The two major intracellular proteolytic systems, the proteasome and lysosomal proteases, not only play a key role in cellular homeostasis but also provide peptide ligands for MHC I and II mediated immunity. In the present study, we have evaluated intracellular proteases as therapeutic targets in EAE. We demonstrate that (i) pharmacological inhibition of the key lysosomal protease CatS by LHVS reduces the severity of MOG-induced EAE and reduces associated proinflammatory immune responses; (ii) glia cells and neurons from MOG-immunized rats have an increased activity of proteasome polypeptides compared to CFA-immunized rats; (iii) administration of the proteasome inhibitor bortezomib improved the clinical signs of EAE in mice and rats. Bortezomib application was further associated with a suppression of the secretion of proinflammatory cytokines by MOG-stimulated T cells and decreased NF-κB activity in CNS resident cells and (iv) combining the inhibition of lysosomal cysteine proteases with the inhibition of the proteasome reduced EAE severity compared with either monotherapy or controls.
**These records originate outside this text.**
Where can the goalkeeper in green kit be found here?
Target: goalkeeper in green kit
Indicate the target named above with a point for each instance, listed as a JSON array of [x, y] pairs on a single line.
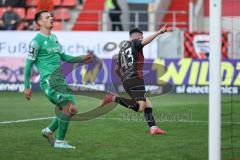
[[45, 53]]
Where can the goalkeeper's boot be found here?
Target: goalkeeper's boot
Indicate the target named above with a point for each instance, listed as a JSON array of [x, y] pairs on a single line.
[[63, 144], [109, 98], [48, 134], [155, 130]]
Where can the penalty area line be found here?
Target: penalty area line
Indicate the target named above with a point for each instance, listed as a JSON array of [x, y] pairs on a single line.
[[26, 120], [117, 119]]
CatS is essential for the MHC II-mediated presentation of antigenic peptides to CD4⁺ T cells. It is involved in both the intracellular breakdown of li 9 and proteolytic processing of different antigens including myelin basic protein, a potential autoantigen implicated in the pathogenesis of MS 33. CatS activity is required for induction of the MHC II-mediated collagen-induced arthritis 34. Likewise, pharmacological inhibition of CatS suppresses autoimmunity in thyroiditis and pulmonal hypersensitivity 26. We here demonstrate that inhibition of CatS by LHVS attenuates the clinical signs of EAE- and MOG-specific T-cell activation. This may either be the result of impaired antigen processing, Ii processing, or both. To address this issue, we induced EAE in mice either with the antigenic peptide MOG_35–55 or with the extracellular MOG domain, MOG_1–125. Because LHVS had a comparable effect under both conditions, we argue that the therapeutic effect of LHVS is unlikely to be mediated by the alteration of MOG processing. Indeed, LHVS treatment in vitro and in vivo has been shown to impair Ii proteolysis, which in turn affects the activation of CD4⁺ T cells 6-10. On the other hand, LHVS may affect the pathogenesis of EAE independently from MHC II antigen presentation, e.g. by decreasing the activity of extracellular cysteine proteases such as CatS, CatL or CatK, which may be involved in local inflammation and tissue destruction. However, it is unlikely that this represents the major mechanism of action of LHVS in our model, because LHVS is not detected in the brain 3 h after i.v. administration, in contrast to the plasma, suggesting that LHVS acts mainly in the periphery and not in the CNS 35. Therefore, it is conceivable to assume that LHVS is most efficient during the induction and early effector phase of EAE, where it interferes with the activation of T cells in peripheral lymphoid organs.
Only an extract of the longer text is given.